Vierde en vijfde maand

De toename in lengte is duidelijk en kan oplopen tot de helft van de lengte van een gemiddelde pasgeboren baby, plus of minus 15 cm. Wat het gewicht betreft, het is nog steeds niet hoger dan een halve kilo.

In dit stadium van ontwikkeling zie je het haar al op het hoofd en verschijnen er ook wenkbrauwen. Bovendien is de foetus bedekt met een haar genaamd lanugo.

Zesde en zevende maand

De huid ziet er roodachtig en gerimpeld uit, veroorzaakt door het ontbreken van bindweefsel. De meeste systemen zijn volwassen geworden, behalve ademhaling en nerveus.

De meeste foetussen die vóór de zesde maand zijn geboren, kunnen niet overleven. De foetus heeft al een gewicht van meer dan één kilo bereikt en meet ongeveer 25 cm.

Achtste en negende maand

Deponeringen van onderhuids vet treden op, helpen om de contouren van de baby rond te maken en rimpels van de huid te elimineren.

De talgklieren beginnen een witachtige of grijzige substantie van de lipidest te produceren, de vernix caseosa, die de foetus helpt beschermen.

De foetus kan tussen de drie en vier kilo wegen en meet 50 centimeter. Wanneer de negende maand nadert, krijgt het hoofd een grotere omtrek in de schedel; Deze functie helpt de doorgang door het geboortekanaal.

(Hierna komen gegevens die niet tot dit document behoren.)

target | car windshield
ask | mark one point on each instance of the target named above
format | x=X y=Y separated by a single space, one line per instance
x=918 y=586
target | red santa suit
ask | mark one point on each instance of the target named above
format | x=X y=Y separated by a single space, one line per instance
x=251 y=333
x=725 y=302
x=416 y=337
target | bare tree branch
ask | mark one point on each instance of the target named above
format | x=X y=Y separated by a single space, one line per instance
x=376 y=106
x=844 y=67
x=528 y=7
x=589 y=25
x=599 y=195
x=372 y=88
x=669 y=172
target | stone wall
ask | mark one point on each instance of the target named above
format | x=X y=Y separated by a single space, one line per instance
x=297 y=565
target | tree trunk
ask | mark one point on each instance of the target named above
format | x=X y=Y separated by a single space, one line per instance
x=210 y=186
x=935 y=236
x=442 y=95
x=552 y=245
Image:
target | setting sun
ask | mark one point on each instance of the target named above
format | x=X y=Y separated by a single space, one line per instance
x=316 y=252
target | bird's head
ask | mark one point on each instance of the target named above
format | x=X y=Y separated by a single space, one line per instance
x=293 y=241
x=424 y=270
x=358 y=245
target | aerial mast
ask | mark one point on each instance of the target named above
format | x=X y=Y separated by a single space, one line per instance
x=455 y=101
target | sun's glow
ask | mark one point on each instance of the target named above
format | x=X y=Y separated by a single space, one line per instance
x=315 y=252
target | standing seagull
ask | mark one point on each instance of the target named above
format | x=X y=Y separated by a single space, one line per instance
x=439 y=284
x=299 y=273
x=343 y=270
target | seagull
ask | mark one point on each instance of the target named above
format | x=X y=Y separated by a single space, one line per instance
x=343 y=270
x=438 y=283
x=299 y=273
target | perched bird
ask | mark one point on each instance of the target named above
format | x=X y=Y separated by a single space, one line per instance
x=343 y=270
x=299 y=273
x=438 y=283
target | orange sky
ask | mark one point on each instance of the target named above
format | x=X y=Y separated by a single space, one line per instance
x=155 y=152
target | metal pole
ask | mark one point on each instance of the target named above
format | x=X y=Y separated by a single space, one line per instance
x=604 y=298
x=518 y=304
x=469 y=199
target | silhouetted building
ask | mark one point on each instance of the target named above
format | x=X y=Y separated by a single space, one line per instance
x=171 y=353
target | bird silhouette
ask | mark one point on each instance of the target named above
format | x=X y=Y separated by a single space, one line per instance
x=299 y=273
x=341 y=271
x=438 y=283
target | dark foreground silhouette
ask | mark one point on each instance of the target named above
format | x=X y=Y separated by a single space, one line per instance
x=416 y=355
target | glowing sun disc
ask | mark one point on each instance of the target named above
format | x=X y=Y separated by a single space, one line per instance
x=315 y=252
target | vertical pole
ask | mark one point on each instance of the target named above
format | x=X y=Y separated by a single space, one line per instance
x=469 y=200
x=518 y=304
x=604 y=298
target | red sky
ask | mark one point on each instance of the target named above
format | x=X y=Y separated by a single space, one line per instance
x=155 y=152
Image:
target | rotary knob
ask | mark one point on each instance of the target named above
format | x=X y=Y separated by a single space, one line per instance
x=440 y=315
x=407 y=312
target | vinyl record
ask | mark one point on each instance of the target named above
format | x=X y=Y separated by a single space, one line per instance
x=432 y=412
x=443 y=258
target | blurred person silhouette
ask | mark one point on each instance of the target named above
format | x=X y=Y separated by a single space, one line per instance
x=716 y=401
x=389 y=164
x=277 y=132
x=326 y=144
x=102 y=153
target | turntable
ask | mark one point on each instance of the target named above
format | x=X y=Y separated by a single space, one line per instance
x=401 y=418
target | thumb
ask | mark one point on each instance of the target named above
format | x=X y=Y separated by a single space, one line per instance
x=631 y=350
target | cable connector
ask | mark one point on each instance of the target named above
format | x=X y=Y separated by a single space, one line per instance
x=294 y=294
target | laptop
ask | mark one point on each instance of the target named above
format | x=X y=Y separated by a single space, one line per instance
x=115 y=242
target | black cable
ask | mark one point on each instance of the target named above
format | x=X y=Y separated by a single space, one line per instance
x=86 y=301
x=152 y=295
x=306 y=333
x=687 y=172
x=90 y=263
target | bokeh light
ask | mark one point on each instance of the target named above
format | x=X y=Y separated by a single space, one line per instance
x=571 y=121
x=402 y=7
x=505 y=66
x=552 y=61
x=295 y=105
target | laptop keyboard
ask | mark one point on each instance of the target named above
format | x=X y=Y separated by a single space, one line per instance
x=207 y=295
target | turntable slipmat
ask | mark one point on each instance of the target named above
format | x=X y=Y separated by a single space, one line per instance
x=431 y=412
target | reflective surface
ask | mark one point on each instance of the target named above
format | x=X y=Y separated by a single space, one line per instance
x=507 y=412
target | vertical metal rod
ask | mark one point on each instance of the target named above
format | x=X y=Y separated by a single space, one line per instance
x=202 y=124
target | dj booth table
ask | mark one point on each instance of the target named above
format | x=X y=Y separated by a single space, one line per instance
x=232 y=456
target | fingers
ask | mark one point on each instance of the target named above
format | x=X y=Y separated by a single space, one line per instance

In de week vóór de geboorte kan de foetus het vruchtwater consumeren en in de darmen blijven. Zijn eerste evacuatie, van zwartachtig en kleverig uiterlijk, bestaat uit de verwerking van dit substraat en wordt meconium genoemd.

referenties

  1. Alberts, B., Johnson, A. & Lewis, J. (2002). Moleculaire biologie van de cel. Vierde editie. Garland Science.
  2. Cunningham, F. G. (2011). Williams: verloskunde. McGraw Hill Mexico.
  3. Georgadaki, K., Khoury, N., Spandidos, D. A., & Zoumpourlis, V. (2016). De moleculaire basis van bevruchting (Review). International Journal of Molecular Medicine, 38(4), 979-986.
  4. Gilbert S.F. (2000) Ontwikkelingsbiologie. 6e editie. Sunderland (MA): Sinauer Associates. Vergelijkende embryologie. Beschikbaar op: https://www.ncbi.nlm.nih.gov/books/NBK9974/
  5. Gilbert, S. F. (2005). Biologie van ontwikkeling. Ed. Panamericana Medical.
  6. Gómez de Ferraris, M. E. & Campos Muñoz, A. (2009). Histologie, embryologie en orale weefseltechniek. Ed. Panamericana Medical.
  7. Gratacós, E. (2007). Foetale medicijnen. Ed. Panamericana Medical.
  8. Rohen, J.W., & Lütjen-Drecoll, E. (2007). Functionele embryologie: een perspectief van de biologie van ontwikkeling. Ed. Panamericana Medical.
  9. Saddler, T.W., & Langman, J. (2005). Medische embryologie met klinische oriëntatie. Ed. Panamericana Medical.